Whether or not the Court of Tax Appeals had jurisdiction over petitioner Light Rail Transit Authority's Petition for Review. Subsumed in this issue is whether or not the Final Decision on the Disputed Assessment is the final decision of the respondent Commissioner of Internal Revenue appealable to the Court of Tax Appeals 

Yes. The June 30, 2014 Letter denying petitioner's appeal was the final decision on the protest that is appealable to the Court of Tax Appeals. With petitioner having filed its Petition for Review within 30 days from receipt of the June 30, 2014 Letter, the Court of Tax Appeals had jurisdiction over the petitioner's Petition for Review.||| Decisions of the Commissioner in cases involving disputed assessments" mean decisions of the Commissioner on the protest to the assessment, not the assessment itself. The protest may either be a request for reconsideration or a request for reinvestigation, and the decision on the protest, which may also be rendered by a duly authorized representative of the Commissioner — must be final, i.e., not merely tentative in character.  Here, there was inaction on the part of the respondent on the petitioner's appeal of the Final Decision on a Disputed Assessment. And under the circumstances, this Court finds that the petitioner genuinely chose to await the Commissioner's final decision on its appeal. To our mind, the option was made in good faith, not as an afterthought or "legal maneuver" to claim that the assessment had not yet become final. This is shown by the petitioner's replies to the Revenue District Officer when the latter issued the Preliminary Collection Letter and Final Notice Before Seizure. In both reply letters, petitioner said that "it will act on the matter as soon as we receive the Commissioner's decision on our appeal." Indeed, petitioner filed the Petition for Review with the Court of Tax Appeals only after the issuance of the June 30, 2014 Letter that decided its May 6, 2011 appeal to the Office of the Commissioner. 

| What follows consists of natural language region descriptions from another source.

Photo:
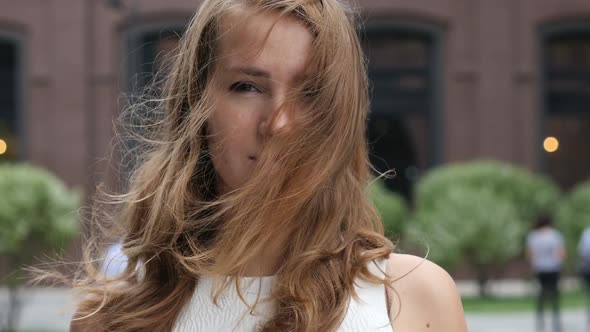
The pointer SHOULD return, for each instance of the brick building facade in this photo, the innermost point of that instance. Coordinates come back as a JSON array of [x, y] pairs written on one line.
[[452, 80]]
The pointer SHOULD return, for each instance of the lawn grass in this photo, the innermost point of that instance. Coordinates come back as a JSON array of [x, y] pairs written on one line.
[[570, 299]]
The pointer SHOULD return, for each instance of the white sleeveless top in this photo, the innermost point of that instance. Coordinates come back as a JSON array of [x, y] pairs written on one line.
[[231, 314]]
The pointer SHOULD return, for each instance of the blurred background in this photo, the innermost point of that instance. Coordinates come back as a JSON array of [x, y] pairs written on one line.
[[482, 108]]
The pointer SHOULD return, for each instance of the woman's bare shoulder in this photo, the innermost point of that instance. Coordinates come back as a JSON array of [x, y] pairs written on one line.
[[423, 297]]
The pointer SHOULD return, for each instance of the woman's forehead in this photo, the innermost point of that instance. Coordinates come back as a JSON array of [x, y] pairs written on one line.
[[265, 43]]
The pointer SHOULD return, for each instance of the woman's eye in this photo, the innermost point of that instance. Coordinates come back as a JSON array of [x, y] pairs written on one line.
[[245, 87]]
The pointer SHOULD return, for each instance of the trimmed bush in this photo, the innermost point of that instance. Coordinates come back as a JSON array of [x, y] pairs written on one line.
[[573, 216], [37, 214], [391, 207], [478, 212]]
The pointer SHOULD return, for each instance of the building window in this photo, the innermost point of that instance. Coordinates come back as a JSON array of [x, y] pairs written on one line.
[[149, 49], [9, 116], [566, 96], [401, 127]]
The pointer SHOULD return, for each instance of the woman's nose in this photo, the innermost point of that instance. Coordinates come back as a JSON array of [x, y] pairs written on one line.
[[274, 122]]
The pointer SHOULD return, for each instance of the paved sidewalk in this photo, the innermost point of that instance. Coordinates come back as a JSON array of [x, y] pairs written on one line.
[[50, 309], [572, 321]]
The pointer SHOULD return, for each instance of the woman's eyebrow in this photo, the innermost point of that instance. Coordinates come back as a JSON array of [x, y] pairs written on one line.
[[251, 71]]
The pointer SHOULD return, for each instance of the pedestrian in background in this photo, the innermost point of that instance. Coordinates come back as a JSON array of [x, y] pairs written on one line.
[[546, 252], [584, 267]]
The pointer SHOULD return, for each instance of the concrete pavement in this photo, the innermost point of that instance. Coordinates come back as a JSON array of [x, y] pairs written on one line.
[[50, 309]]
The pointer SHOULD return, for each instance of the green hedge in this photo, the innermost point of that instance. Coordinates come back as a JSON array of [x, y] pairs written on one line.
[[573, 216], [37, 214], [392, 208]]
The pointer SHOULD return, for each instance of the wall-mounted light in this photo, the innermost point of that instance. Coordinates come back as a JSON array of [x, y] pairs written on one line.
[[3, 147], [551, 144]]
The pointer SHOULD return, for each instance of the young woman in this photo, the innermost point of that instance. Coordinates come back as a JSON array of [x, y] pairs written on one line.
[[249, 211]]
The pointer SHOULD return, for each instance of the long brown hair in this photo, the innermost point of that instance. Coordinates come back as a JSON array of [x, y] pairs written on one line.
[[177, 229]]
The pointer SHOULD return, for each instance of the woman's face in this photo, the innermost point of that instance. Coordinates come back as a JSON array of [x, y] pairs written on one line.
[[252, 81]]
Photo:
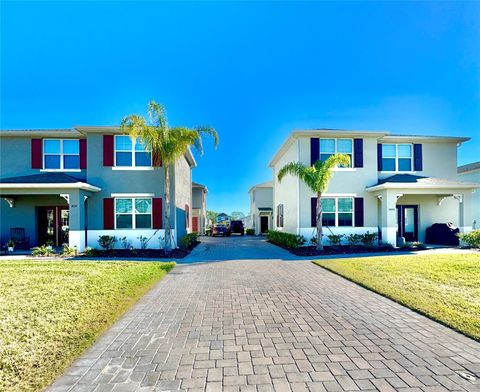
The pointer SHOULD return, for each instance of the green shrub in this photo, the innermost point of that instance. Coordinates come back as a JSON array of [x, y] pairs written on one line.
[[90, 252], [42, 251], [354, 239], [369, 239], [471, 239], [292, 241], [188, 240], [335, 239], [107, 242], [68, 251]]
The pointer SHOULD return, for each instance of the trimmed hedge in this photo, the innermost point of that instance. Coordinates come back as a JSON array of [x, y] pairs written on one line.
[[288, 240]]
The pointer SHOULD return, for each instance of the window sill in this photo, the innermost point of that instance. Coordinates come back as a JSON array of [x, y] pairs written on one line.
[[62, 170], [132, 168]]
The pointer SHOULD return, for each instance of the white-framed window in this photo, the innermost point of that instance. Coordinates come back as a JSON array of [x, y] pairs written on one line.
[[131, 152], [61, 154], [337, 211], [280, 215], [133, 213], [397, 157], [329, 147]]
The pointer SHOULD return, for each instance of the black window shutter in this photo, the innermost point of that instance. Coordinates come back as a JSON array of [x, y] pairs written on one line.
[[358, 152], [313, 214], [417, 157], [314, 150], [359, 212], [379, 157]]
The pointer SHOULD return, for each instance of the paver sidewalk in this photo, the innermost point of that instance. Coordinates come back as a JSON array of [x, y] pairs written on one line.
[[271, 325]]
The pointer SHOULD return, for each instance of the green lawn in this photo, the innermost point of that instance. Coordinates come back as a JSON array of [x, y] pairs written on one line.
[[50, 311], [443, 287]]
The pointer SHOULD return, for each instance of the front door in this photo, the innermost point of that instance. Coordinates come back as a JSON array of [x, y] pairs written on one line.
[[407, 218], [263, 224], [53, 225]]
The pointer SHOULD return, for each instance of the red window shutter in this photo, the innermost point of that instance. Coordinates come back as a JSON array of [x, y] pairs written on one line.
[[107, 150], [108, 213], [83, 153], [37, 154], [156, 160], [157, 212]]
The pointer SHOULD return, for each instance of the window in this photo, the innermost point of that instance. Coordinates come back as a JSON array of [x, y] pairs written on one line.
[[131, 152], [61, 154], [133, 213], [337, 211], [396, 157], [280, 215], [330, 147]]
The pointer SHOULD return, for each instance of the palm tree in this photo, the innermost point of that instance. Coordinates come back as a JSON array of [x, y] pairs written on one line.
[[317, 178], [169, 144]]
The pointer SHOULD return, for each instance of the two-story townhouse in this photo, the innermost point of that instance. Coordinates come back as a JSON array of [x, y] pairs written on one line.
[[199, 208], [261, 208], [73, 185], [471, 173], [396, 185]]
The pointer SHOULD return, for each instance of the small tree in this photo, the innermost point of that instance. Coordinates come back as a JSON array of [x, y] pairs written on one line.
[[316, 177], [169, 144]]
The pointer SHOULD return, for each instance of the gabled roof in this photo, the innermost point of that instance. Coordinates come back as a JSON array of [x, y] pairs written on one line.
[[474, 166], [410, 181], [46, 180]]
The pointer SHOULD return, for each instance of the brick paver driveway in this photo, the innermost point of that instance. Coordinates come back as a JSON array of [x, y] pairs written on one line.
[[271, 325]]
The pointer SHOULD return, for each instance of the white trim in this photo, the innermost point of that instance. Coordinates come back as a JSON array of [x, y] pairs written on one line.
[[61, 154], [75, 185], [61, 170], [132, 168], [139, 195]]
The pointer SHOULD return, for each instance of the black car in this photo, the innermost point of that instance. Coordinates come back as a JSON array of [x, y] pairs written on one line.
[[237, 227]]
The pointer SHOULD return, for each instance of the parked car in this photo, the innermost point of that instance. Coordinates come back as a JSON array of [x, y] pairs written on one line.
[[237, 227]]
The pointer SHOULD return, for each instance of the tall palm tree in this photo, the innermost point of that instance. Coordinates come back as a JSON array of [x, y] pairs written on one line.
[[317, 178], [169, 144]]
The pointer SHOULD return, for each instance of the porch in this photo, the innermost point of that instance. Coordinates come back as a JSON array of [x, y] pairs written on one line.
[[408, 205], [47, 208]]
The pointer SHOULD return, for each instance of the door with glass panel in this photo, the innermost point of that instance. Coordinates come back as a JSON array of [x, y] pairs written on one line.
[[407, 220]]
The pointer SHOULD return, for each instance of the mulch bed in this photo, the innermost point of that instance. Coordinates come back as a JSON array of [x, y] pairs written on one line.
[[344, 250], [144, 253]]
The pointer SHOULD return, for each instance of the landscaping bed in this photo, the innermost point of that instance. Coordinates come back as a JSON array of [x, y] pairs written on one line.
[[52, 310], [443, 287]]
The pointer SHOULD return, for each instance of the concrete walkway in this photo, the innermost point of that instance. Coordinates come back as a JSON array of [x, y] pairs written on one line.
[[259, 324]]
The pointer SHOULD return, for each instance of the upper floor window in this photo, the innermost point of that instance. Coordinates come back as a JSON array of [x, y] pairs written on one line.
[[61, 154], [133, 213], [337, 211], [329, 147], [397, 157], [131, 152]]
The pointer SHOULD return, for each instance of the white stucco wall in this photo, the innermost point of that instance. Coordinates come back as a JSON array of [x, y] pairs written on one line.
[[473, 177], [286, 192]]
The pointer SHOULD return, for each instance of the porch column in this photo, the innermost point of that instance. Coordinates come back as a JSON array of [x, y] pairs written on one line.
[[389, 217], [465, 211], [76, 234]]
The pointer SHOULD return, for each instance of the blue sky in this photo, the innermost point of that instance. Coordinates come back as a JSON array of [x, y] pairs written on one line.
[[255, 71]]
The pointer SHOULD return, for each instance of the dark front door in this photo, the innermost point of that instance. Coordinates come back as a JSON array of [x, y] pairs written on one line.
[[53, 225], [263, 224], [407, 218]]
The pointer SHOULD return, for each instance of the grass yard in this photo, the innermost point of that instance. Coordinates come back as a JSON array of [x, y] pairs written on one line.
[[50, 311], [443, 287]]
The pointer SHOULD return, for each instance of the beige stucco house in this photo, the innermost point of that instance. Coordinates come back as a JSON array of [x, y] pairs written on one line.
[[199, 208], [396, 185], [261, 208], [471, 173]]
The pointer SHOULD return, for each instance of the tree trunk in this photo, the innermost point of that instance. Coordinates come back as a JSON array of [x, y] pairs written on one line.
[[319, 222], [168, 231]]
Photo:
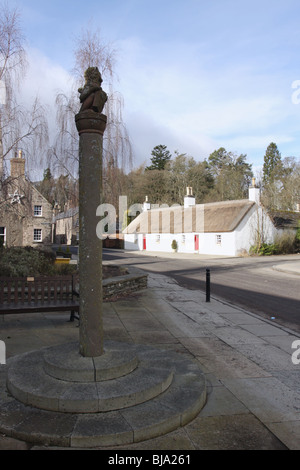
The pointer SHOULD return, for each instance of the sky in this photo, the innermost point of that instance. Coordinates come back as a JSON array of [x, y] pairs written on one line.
[[195, 75]]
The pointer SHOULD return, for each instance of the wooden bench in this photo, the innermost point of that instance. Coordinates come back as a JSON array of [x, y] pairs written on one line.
[[39, 294]]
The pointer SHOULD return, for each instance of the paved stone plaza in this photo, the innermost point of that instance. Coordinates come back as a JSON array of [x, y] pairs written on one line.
[[252, 384]]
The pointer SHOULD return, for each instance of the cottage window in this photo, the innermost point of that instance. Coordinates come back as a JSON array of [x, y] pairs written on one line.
[[37, 235], [37, 211], [2, 236]]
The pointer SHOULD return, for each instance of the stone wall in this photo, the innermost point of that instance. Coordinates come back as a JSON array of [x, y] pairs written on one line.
[[134, 281]]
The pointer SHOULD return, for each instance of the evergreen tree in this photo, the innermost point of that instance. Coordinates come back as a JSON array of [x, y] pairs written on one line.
[[160, 157]]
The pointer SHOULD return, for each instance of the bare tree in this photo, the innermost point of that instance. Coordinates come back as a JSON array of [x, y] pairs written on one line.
[[20, 127], [91, 50]]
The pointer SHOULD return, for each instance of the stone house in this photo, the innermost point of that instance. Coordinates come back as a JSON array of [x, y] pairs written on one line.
[[66, 227], [227, 228], [25, 215]]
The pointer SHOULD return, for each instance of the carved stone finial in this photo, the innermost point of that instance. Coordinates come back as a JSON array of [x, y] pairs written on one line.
[[92, 96]]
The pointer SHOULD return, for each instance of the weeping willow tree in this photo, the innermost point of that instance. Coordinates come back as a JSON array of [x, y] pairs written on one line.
[[91, 51], [21, 127]]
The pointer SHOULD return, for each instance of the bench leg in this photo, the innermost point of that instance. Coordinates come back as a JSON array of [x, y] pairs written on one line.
[[73, 316]]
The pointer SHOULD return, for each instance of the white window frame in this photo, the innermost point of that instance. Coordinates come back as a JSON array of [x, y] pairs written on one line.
[[3, 235], [218, 239], [37, 231], [38, 210]]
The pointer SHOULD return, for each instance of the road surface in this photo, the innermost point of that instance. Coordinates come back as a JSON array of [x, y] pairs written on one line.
[[249, 282]]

Enforcement of collection remedies pending appeal with the CIR is void and should be of no force and effect. 

 

Subsection 3.1.5 of Revenue Regulations No. 12-99 is clear that if the protest is elevated to the Commissioner of Internal Revenue (CIR), "the latter's decision shall not be considered final, executory and demandable, in which case, the protest shall be decided by the Commissioner. 

 

The issuance therefore of a Preliminary 

Collection Letter, the Final Notice Before Seizure, and the Warrant of Distraint and/or Levy pending appeal with the Commissioner of Internal Revenue shall not be considered a decision of the latter. More importantly, all of these were issued on the premise that "delinquent taxes" exist, an incorrect premise. 

 

Thus, the enforcement of collection remedies denying the request for reconsideration all emanated from a non-demandable assessment. As such, all were void and should be of no force and effect.